Build the key in the format 'speaker.3471'.

Create a Record instance and save it in records with the key.

The Record.__init__ method illustrates an old Python hack. Recall that the __dict__ of an object is where its attributes are kept—unless __slots__ is declared in the class, as we saw in “Saving Memory with __slots__”. So, updating an instance __dict__ with a mapping is a quick way to create a bunch of attributes in that instance.⁷

The definition of Record in Example 22-9 is so simple that you may be wondering why I did not use it before, instead of the more complicated FrozenJSON. There are two reasons. First, FrozenJSON works by recursively converting the nested mappings and lists; Record doesn’t need that because our converted dataset doesn’t have mappings nested in mappings or lists. The records contain only strings, integers, lists of strings, and lists of integers. Second reason: FrozenJSON provides access to the embedded __data dict attributes—which we used to invoke methods like .keys()—and now we don’t need that functionality either.

After reorganizing the schedule dataset, we can enhance the Record class to automatically retrieve venue and speaker records referenced in an event record. We’ll use properties to do that in the next examples.

The goal of this next version is: given an event record, reading its venue property will return a Record. This is similar to what the Django ORM does when you access a ForeignKey field: instead of the key, you get the linked model object.

We’ll start with the venue property. See the partial interaction in Example 22-10 as an example.

    >>> event = Record.fetch('event.33950')  
    >>> event  
    <Event 'There *Will* Be Bugs'>
    >>> event.venue  
    <Record serial=1449>
    >>> event.venue.name  
    'Portland 251'
    >>> event.venue_serial  
    1449

The Record.fetch static method gets a Record or an Event from the dataset.

Note that event is an instance of the Event class.

Accessing event.venue returns a Record instance.

Now it’s easy to find out the name of an event.venue.

The Event instance also has a venue_serial attribute, from the JSON data.

Event is a subclass of Record adding a venue to retrieve linked records, and a specialized __repr__ method.

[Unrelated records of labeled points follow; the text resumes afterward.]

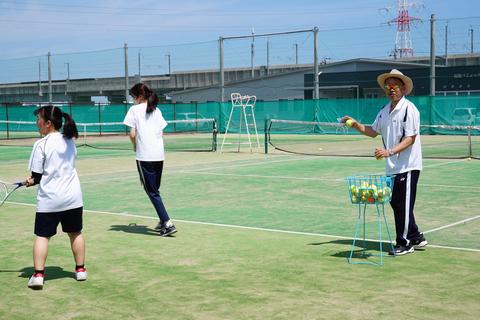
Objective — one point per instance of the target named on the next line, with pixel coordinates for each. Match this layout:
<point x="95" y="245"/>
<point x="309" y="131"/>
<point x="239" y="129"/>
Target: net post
<point x="215" y="131"/>
<point x="266" y="135"/>
<point x="470" y="154"/>
<point x="84" y="134"/>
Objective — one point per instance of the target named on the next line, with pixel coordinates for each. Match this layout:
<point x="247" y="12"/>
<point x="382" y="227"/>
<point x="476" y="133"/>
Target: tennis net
<point x="335" y="139"/>
<point x="179" y="135"/>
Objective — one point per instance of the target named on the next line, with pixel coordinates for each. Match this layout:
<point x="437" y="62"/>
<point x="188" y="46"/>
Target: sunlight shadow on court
<point x="360" y="245"/>
<point x="51" y="273"/>
<point x="134" y="228"/>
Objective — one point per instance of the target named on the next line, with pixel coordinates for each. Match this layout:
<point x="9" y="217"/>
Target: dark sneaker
<point x="166" y="231"/>
<point x="420" y="242"/>
<point x="401" y="250"/>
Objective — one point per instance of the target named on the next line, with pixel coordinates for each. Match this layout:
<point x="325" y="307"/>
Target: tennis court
<point x="261" y="236"/>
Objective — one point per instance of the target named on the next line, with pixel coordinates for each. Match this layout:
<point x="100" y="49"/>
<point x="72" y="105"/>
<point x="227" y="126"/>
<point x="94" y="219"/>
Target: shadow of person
<point x="360" y="247"/>
<point x="134" y="228"/>
<point x="51" y="273"/>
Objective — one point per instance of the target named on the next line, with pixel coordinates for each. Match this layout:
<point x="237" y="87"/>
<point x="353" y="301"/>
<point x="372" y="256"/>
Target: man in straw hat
<point x="399" y="125"/>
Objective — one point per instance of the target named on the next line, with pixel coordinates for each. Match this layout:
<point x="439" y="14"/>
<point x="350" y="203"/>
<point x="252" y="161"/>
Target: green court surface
<point x="260" y="237"/>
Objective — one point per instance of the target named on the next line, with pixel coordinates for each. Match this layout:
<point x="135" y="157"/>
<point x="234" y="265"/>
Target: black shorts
<point x="46" y="223"/>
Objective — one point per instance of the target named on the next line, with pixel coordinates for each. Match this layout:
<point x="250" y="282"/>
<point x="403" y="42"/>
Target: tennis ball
<point x="353" y="189"/>
<point x="386" y="192"/>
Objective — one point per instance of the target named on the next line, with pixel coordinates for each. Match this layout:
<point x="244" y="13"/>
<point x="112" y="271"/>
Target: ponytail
<point x="152" y="102"/>
<point x="69" y="127"/>
<point x="143" y="91"/>
<point x="55" y="115"/>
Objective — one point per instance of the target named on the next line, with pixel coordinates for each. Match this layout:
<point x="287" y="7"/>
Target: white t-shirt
<point x="149" y="127"/>
<point x="54" y="157"/>
<point x="392" y="127"/>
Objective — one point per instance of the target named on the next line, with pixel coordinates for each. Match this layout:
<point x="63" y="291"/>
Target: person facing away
<point x="146" y="134"/>
<point x="399" y="125"/>
<point x="59" y="195"/>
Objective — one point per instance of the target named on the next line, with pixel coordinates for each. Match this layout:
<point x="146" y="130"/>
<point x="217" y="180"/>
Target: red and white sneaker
<point x="81" y="274"/>
<point x="36" y="281"/>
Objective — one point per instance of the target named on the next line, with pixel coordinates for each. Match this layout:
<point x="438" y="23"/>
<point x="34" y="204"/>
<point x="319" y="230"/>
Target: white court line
<point x="123" y="214"/>
<point x="453" y="224"/>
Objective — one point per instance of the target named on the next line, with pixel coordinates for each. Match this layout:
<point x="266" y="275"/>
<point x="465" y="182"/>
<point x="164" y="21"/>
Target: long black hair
<point x="142" y="90"/>
<point x="56" y="115"/>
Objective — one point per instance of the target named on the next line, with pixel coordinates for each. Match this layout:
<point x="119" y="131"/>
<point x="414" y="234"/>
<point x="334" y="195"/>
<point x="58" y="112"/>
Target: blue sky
<point x="33" y="27"/>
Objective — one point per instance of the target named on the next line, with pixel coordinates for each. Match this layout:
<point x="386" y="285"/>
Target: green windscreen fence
<point x="456" y="117"/>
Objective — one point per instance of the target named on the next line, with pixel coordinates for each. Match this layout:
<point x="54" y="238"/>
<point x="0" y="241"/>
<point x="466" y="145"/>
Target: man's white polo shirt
<point x="54" y="157"/>
<point x="403" y="121"/>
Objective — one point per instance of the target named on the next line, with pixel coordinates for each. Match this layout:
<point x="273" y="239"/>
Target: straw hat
<point x="396" y="74"/>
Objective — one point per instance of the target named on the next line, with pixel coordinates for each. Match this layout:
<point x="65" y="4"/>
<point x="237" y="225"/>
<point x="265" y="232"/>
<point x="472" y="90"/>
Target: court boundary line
<point x="124" y="214"/>
<point x="452" y="224"/>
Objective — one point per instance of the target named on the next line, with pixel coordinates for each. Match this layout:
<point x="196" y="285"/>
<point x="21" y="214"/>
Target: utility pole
<point x="139" y="64"/>
<point x="49" y="78"/>
<point x="68" y="77"/>
<point x="432" y="55"/>
<point x="252" y="54"/>
<point x="125" y="53"/>
<point x="168" y="57"/>
<point x="471" y="40"/>
<point x="296" y="53"/>
<point x="268" y="57"/>
<point x="40" y="93"/>
<point x="446" y="45"/>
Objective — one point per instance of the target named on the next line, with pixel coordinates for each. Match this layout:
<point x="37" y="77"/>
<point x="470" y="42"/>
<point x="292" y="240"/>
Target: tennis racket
<point x="7" y="188"/>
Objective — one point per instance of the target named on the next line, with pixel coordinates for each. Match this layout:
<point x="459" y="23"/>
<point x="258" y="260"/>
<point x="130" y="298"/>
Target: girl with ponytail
<point x="59" y="196"/>
<point x="146" y="134"/>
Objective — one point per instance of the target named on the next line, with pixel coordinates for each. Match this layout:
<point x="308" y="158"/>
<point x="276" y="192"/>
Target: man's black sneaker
<point x="159" y="226"/>
<point x="401" y="250"/>
<point x="166" y="231"/>
<point x="420" y="242"/>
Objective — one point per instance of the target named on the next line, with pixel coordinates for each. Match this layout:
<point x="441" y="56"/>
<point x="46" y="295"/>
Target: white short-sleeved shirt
<point x="54" y="157"/>
<point x="392" y="127"/>
<point x="149" y="132"/>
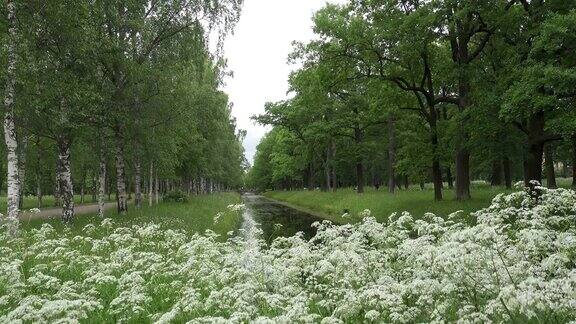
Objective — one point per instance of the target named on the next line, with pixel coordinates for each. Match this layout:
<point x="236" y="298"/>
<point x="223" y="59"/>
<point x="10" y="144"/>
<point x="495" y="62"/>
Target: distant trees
<point x="129" y="84"/>
<point x="481" y="88"/>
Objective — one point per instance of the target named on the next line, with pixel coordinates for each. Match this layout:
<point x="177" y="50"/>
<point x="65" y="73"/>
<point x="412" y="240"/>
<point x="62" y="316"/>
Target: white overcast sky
<point x="257" y="54"/>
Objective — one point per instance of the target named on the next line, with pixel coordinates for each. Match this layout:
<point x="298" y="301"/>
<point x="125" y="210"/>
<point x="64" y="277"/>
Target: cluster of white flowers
<point x="516" y="264"/>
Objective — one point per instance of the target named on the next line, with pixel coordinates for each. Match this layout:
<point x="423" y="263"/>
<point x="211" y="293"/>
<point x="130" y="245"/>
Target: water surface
<point x="276" y="219"/>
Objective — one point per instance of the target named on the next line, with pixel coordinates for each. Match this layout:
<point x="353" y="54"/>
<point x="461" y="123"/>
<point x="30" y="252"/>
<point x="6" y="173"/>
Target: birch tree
<point x="13" y="181"/>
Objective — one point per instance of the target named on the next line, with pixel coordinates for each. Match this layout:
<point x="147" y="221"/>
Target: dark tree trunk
<point x="462" y="174"/>
<point x="496" y="177"/>
<point x="391" y="154"/>
<point x="574" y="161"/>
<point x="534" y="164"/>
<point x="360" y="177"/>
<point x="534" y="159"/>
<point x="328" y="184"/>
<point x="122" y="197"/>
<point x="437" y="179"/>
<point x="360" y="181"/>
<point x="436" y="168"/>
<point x="138" y="182"/>
<point x="333" y="168"/>
<point x="449" y="178"/>
<point x="550" y="174"/>
<point x="65" y="178"/>
<point x="507" y="172"/>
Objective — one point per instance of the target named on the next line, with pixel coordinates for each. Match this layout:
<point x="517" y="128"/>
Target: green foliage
<point x="175" y="196"/>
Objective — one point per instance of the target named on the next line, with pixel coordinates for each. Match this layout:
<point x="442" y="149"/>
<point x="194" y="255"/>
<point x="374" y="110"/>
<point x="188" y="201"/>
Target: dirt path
<point x="47" y="213"/>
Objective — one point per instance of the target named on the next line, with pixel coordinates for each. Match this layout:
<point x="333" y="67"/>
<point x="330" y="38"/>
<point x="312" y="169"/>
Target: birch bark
<point x="101" y="183"/>
<point x="13" y="181"/>
<point x="138" y="183"/>
<point x="65" y="178"/>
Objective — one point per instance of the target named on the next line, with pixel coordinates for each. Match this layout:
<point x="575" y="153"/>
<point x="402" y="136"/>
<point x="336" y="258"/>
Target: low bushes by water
<point x="175" y="196"/>
<point x="517" y="264"/>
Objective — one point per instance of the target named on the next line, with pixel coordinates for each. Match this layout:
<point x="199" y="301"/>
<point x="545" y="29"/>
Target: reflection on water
<point x="275" y="219"/>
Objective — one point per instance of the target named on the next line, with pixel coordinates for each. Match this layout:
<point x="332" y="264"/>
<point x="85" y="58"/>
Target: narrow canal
<point x="275" y="219"/>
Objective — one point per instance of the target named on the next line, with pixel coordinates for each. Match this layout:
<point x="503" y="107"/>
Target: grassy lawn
<point x="47" y="201"/>
<point x="196" y="215"/>
<point x="382" y="203"/>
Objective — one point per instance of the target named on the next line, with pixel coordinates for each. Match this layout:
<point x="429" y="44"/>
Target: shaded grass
<point x="195" y="216"/>
<point x="381" y="203"/>
<point x="47" y="201"/>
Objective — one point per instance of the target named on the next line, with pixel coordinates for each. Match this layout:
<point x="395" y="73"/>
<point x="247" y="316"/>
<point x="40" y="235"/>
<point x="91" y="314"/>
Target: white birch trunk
<point x="101" y="183"/>
<point x="13" y="181"/>
<point x="156" y="190"/>
<point x="57" y="202"/>
<point x="151" y="185"/>
<point x="22" y="169"/>
<point x="65" y="179"/>
<point x="39" y="189"/>
<point x="121" y="177"/>
<point x="138" y="183"/>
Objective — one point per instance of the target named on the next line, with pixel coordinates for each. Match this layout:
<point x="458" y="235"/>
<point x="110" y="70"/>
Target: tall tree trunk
<point x="13" y="180"/>
<point x="327" y="169"/>
<point x="360" y="181"/>
<point x="156" y="190"/>
<point x="496" y="176"/>
<point x="437" y="179"/>
<point x="57" y="200"/>
<point x="574" y="161"/>
<point x="22" y="169"/>
<point x="534" y="159"/>
<point x="138" y="182"/>
<point x="65" y="178"/>
<point x="39" y="185"/>
<point x="436" y="168"/>
<point x="333" y="168"/>
<point x="94" y="187"/>
<point x="122" y="198"/>
<point x="151" y="185"/>
<point x="391" y="154"/>
<point x="82" y="185"/>
<point x="534" y="164"/>
<point x="449" y="178"/>
<point x="462" y="174"/>
<point x="550" y="174"/>
<point x="507" y="172"/>
<point x="101" y="182"/>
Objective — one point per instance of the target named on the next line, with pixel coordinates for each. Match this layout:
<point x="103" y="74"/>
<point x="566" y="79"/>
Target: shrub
<point x="516" y="265"/>
<point x="175" y="196"/>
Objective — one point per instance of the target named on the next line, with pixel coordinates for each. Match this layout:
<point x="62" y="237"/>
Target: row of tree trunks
<point x="13" y="180"/>
<point x="574" y="161"/>
<point x="122" y="197"/>
<point x="549" y="162"/>
<point x="64" y="174"/>
<point x="391" y="153"/>
<point x="137" y="183"/>
<point x="151" y="185"/>
<point x="360" y="179"/>
<point x="22" y="146"/>
<point x="101" y="182"/>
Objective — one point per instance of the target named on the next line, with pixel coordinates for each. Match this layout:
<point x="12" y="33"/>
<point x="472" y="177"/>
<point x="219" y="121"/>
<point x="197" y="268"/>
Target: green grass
<point x="382" y="204"/>
<point x="196" y="215"/>
<point x="47" y="201"/>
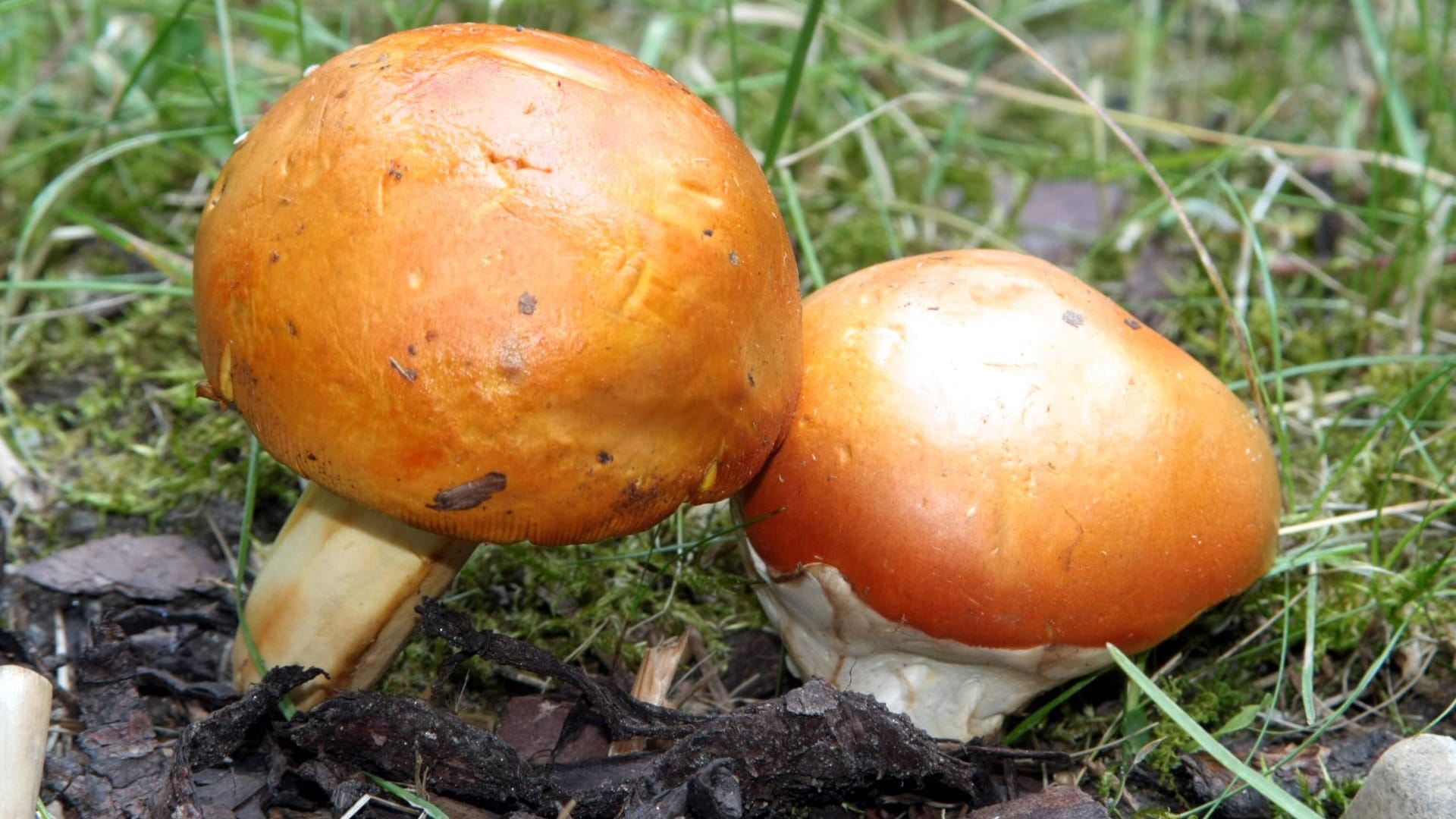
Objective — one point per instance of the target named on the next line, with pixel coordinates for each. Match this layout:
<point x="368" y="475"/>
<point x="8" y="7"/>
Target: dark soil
<point x="134" y="632"/>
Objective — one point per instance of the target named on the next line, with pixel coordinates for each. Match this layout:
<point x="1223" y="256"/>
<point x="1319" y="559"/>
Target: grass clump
<point x="1310" y="145"/>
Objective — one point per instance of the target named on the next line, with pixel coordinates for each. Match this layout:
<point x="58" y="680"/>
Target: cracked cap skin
<point x="501" y="284"/>
<point x="992" y="452"/>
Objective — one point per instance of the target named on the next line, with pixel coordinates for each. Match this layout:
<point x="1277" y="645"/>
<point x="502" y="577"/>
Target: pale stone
<point x="1414" y="779"/>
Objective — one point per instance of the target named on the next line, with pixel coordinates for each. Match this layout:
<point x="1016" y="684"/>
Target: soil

The code for this section is in the schedule_v2.py module in the Fluent Python code repository. The example has nearly 60 lines, so I’ll present it in parts, starting with the enhanced Record class.

import inspect  
import json

JSON_PATH = 'data/osconfeed.json'

class Record:

    __index = None  

    def __init__(self, **kwargs):
        self.__dict__.update(kwargs)

    def __repr__(self):
        return f'<{self.__class__.__name__} serial={self.serial!r}>'

    @staticmethod  
    def fetch(key):
        if Record.__index is None:  
            Record.__index = load()
        return Record.__index[key]  

inspect will be used in load, listed in Example 22-13.

The __index private class attribute will eventually hold a reference to the dict returned by load.

fetch is a staticmethod to make it explicit that its effect is not influenced by the instance or class on which it is called.

Populate the Record.__index, if needed.

Use it to retrieve the record with the given key.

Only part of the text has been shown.